Elektrik, cinsel saldırı
Raporun işkence ve kötü muamele bölümünde anayasa uyarınca işkencenin ya da kötü muamelenin yasak olduğunu ancak buna rağmen bazı hükümet güçlerinin bu taktikleri uyguladığına ilişkin haberlerin olduğu belirtildi.

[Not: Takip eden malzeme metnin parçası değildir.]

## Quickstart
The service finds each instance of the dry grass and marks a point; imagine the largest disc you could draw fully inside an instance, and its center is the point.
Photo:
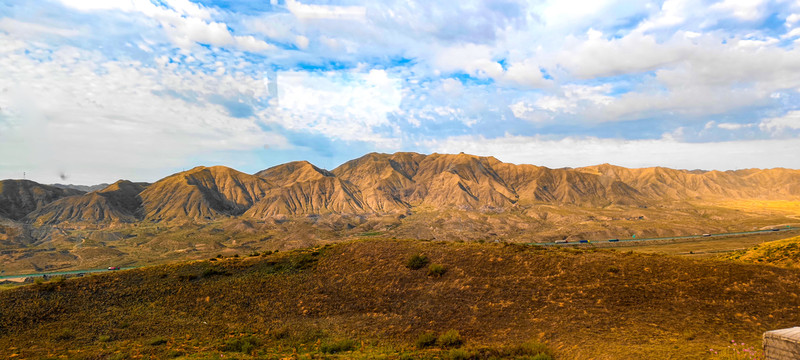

Raporun bu bölümünde BM’nin işkence konularıyla ilgilenen raportörü Nils Melzer’in 27 Şubat’ta “Gülen hareketiyle ya da PKK ile bağlantılı olduğundan şüphelenilen çok sayıda kişinin zorla itirafta bulunmalarını ya da başkalarını suçlamalarını sağlamak amacıyla sert sorgu tekniklerine maruz kaldıkları ya da işkence gördüklerine ilişkin iddialardan kaygı duyduğu” sözleri hatırlatıldı. Raportörün sorgularda ağır darp, elektrik şoku, buzlu su, uykusuz bırakma, tehdit, hakaret ve cinsel saldırı gibi tekniklerin kullanıldığı tespitine vardığı belirtildi.
Tutuklu HDP’li vekiller
Raporda savcıların ‘terör ve ulusal güvenliğe yönelik tehditler’ konusunda geniş bir tanım kullandığı belirtildi. Yıl sonu 10 HDP milletvekilinin ve 46 HDP’li belediye başkanının cezaevine konulduğu ifade edildi. Eski HDP Eşbaşkanı Selahattin Demirtaş’ın da 2016 yılından bu yana cezaevinde olduğu belirtildi. Raporda “Yetkililer terörle mücadele yasalarını insan hakları aktivistleri, medya kuruluşları, PKK sempatizanı olduğundan şüphelenilen kişiler, Gülen hareketi üyesi olduğu iddia edilen kişilere karşı geniş bir şekilde kullandı. İnsan hakları örgütleri gözaltında bulunan pek çok kişinin terörle doğrudan bağlantısının bulunmadığını, bu kişilerin eleştirel sesleri susturmak ya da siyasi muhalefeti zayıflatmak amacıyla gözaltına alındıklarını iddia ediyor” ifadeleri kullanıldı.
Afrin’de sivil ölüm!
Türkiye’nin Suriye toprakları içerisinde düzenlediği operasyonlar da ABD Dışişleri Bakanlığı’nın raporuna girdi. Geçen yılın ocak ayında TSK’nin Afrin’e başlattığı operasyon sırasında, “BM, Uluslararası Af Örgütü, İnsan Hakları İzleme Örgütü dahil sahada olmasalar da uluslararası gözlemcilerin TSK’nin ve onun desteklediği silahlı muhalif grupların sivil can kaybına yol açtığı, hastanelerin vurulduğu, koruma altında olan kültürel anıtların hedef alındığını bildirdiği” belirtildi. “Bu kurumlar Türk birliklerinin operasyonun ilk günlerinde sivilleri korumak amacıyla bazı durumlarda gerekli önlemleri almamış olabileceğini bildirdi” denildi.
Medya denetimde
Raporun basın özgürlüğü bölümünde Gazetecileri Koruma Komitesi (CPJ) ve Sınır Tanımayan Gazeteciler’in Türkiye’yle ilgili verilerine de yer verildi. CPJ’ye göre aralık ayı itibariyle 73 gazetecinin cezaevinde olduğu, bilinmeyen sayıda gazetecinin de Türkiye dışında olduğu ve tutuklanma korkusuyla bu gazetecilerin ülkelerine dönmediği belirtildi. Türkiye’de bireylerin devleti ya da hükümeti kamuoyu önünde dava ya da soruşturma açılması riski olmadan eleştiremediği vurgulandı. Türkiye’de ana akımda yazılı ve görsel basının yüzde 90’ının hükümet yanlısı medya şirketleri tarafından kontrol edildiğinin altı çizildi.